Al-Qur’an mengajarkan bahwa setiap individu bertanggung jawab atas amal perbuatannya sendiri. Dalam banyak ayat, Al-Qur’an mendorong kita untuk beramal tanpa bergantung pada amal saleh orang lain, termasuk orang tua. Kita diingatkan bahwa hasil dari amal saleh yang kita peroleh adalah buah dari usaha pribadi, bukan dari amal orang lain.
Salah satu ayat yang menegaskan hal ini adalah:
وَأَنْ لَيْسَ لِلْإِنْسَانِ إِلَّا مَا سَعَى
Artinya, “Seseorang tidak akan mendapatkan kecuali apa yang dia usahakan,” (Surat An-Najm ayat 39).
Imam Al-Ghazali mengingatkan agar kita tidak terlalu bergantung pada kesalehan orang tua. Ada sebagian orang yang terpedaya berpikir bahwa kesalehan orang tua mereka cukup untuk menjamin keselamatan mereka. Pandangan semacam ini sangat keliru dan berbahaya.
Imam Al-Ghazali memberikan ilustrasi mengenai orang yang mengandalkan amal saleh orang tuanya, layaknya seseorang yang merasa kenyang dan tidak haus berkat makanan dan minuman yang dikonsumsi oleh orang tuanya, sementara dia sendiri tidak berusaha makan atau minum. Tentu saja, ini tidak mungkin terjadi.
فإن من طنّ أنه ينجو بتقوى أبيه كمن ظن أنه يشبع بأكل أبيه أو يروي بشرب أبيه
Artinya, “Sungguh orang yang mengira akan selamat karena ketakwaan ayahnya sama seperti orang yang kenyang karena ayahnya yang makan atau hilang dahaga karena ayahnya yang minum,” (Imam Al-Ghazali, Al-Kasyfu wat Tabyin fi Ghururin Khalqi Ajma’in, [Semarang, Thaha Putra: tanpa tahun], halaman 19).

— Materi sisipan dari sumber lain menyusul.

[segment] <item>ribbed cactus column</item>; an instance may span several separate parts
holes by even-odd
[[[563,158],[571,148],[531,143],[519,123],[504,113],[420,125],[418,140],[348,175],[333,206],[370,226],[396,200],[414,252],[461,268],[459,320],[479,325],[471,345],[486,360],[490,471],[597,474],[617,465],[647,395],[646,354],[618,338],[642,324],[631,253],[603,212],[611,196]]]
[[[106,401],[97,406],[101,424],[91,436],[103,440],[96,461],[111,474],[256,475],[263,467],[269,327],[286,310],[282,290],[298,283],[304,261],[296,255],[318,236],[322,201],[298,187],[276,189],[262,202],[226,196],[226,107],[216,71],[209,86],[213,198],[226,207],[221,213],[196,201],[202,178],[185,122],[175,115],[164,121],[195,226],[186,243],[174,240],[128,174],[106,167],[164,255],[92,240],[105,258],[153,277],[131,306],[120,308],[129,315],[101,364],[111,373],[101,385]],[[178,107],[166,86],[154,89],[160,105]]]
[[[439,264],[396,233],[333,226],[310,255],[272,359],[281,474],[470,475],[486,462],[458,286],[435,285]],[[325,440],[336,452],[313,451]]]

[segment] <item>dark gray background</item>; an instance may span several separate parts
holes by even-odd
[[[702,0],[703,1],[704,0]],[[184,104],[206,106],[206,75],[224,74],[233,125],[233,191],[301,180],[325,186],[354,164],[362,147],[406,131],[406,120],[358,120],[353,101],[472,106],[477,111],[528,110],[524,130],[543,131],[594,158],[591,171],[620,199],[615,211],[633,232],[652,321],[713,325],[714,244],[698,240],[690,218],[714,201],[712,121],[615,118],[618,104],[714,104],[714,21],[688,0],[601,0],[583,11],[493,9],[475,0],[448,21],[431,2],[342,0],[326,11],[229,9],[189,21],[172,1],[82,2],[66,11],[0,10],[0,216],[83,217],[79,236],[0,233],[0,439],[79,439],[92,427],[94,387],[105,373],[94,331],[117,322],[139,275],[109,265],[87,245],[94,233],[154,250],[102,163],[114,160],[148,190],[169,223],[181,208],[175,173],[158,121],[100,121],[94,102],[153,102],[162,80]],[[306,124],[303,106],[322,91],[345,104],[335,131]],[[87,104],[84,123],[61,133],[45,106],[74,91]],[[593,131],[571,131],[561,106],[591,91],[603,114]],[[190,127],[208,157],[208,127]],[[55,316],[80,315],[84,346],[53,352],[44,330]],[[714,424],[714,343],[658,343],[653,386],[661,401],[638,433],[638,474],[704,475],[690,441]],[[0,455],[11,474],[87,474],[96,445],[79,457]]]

Imam Al-Ghazali menekankan bahwa ketakwaan dan kesalehan adalah kewajiban masing-masing individu. Kesalehan seseorang tidak dapat diwakilkan oleh siapapun, termasuk oleh orang tua. Oleh karena itu, seseorang tidak seharusnya merasa cukup hanya dengan kesalehan orang tua.
والتقوى فرض عين لا يجزى فيها والد عن ولده
Artinya, “Takwa adalah fardhu ain di mana ibadah wajib seorang ayah tidak dapat menggantikan kewajiban anaknya,” (Imam Al-Ghazali, tanpa tahun: 19).
Di sini, Imam Al-Ghazali ingin menekankan pentingnya lingkungan keluarga dalam membentuk karakter kesalehan kita. Meskipun nasab memiliki pengaruh, terlalu bergantung pada nasab dan kesalehan orang tua justru dapat menyesatkan dan membuat seseorang merasa aman dari tuntutan kewajiban untuk bertakwa dan beramal saleh.
Imam Al-Ghazali memasukkan mereka yang bergantung pada nasab dan kesalehan orang tua ke dalam kelompok yang terpedaya oleh ilusi. Oleh karena itu, ia menekankan bahwa ketakwaan dan kesalehan adalah fardhu ain yang tidak dapat diwakilkan oleh keluarga maupun siapapun. Wallahu a’lam.